THE SAINSBURY WING of London’s National Gallery is stark, almost clinical, compared with the older nineteenth century rooms in the rest of the place. Although the pictures in the new wing can be seen without the eye being distracted by the rooms’ decorative features, I found that the paintings felt more ‘at home’ in the older, highly decorated galleries. One of these rooms, Room 36 has a central octagon topped by circular, glazed dome. In contrast to the Sainsbury Wing, this octagonal and the rooms leading of it, the Barry Rooms, are gloriously decorative in a Victorian baroque style. This and the rooms adjoining it were designed by the architect Edward Middleton Barry (1830-1880). His creations in London include The Royal Opera House and the Charing Cross Hotel.

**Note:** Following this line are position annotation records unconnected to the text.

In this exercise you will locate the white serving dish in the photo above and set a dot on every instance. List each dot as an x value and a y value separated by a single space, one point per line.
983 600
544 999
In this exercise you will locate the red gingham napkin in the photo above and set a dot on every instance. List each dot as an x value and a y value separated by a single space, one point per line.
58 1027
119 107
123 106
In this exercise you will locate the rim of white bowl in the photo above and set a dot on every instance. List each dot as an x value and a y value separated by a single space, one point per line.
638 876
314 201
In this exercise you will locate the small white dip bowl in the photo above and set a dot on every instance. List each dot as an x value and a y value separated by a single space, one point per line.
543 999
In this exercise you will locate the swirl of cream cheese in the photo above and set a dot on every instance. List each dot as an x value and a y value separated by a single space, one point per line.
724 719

There are several paintings by great artists such as Claude and Turner in the octagon. If you avert your eyes from these masterpieces, you might notice a small commemorative plaque that reads:
“Dame Myra Hess. On 10 th October 1939 in this room the pianist Myra Hess performed the first of many music concerts for the enjoyment of Londoners during wartime”.
Myra Hess, who was born in South Hampstead in 1890, died in London in 1965. She studied music at the Guildhall School of Music and at the Royal Academy of Music. Her concert debut was in 1907. During WW2 when most concert halls were out of action, she organised almost 2000 lunchtime concerts in the National Gallery: Monday to Friday for six years. She played in 150 of them, and never took a fee for her playing. In recognition of her work in keeping up the morale of those who heard her, King George VI made her a Dame Commander of the Order of the British Empire in 1941.
At the time of her death in 1965, Myra Hess was residing at 48 Wildwood Road in Hampstead Garden Suburb. Although I lived not far from her in the Suburb during my childhood, then I was unaware of both her existence and the fact that she was almost a neighbour. It was only during the twenty-first century that I spotted her creeper covered commemorative plaque on the house in Wildwood Road. Although I am glad that I did not have to live through WW2, I would have enjoyed listening to a concert in the gloriously decorative octagonal room at the National Gallery.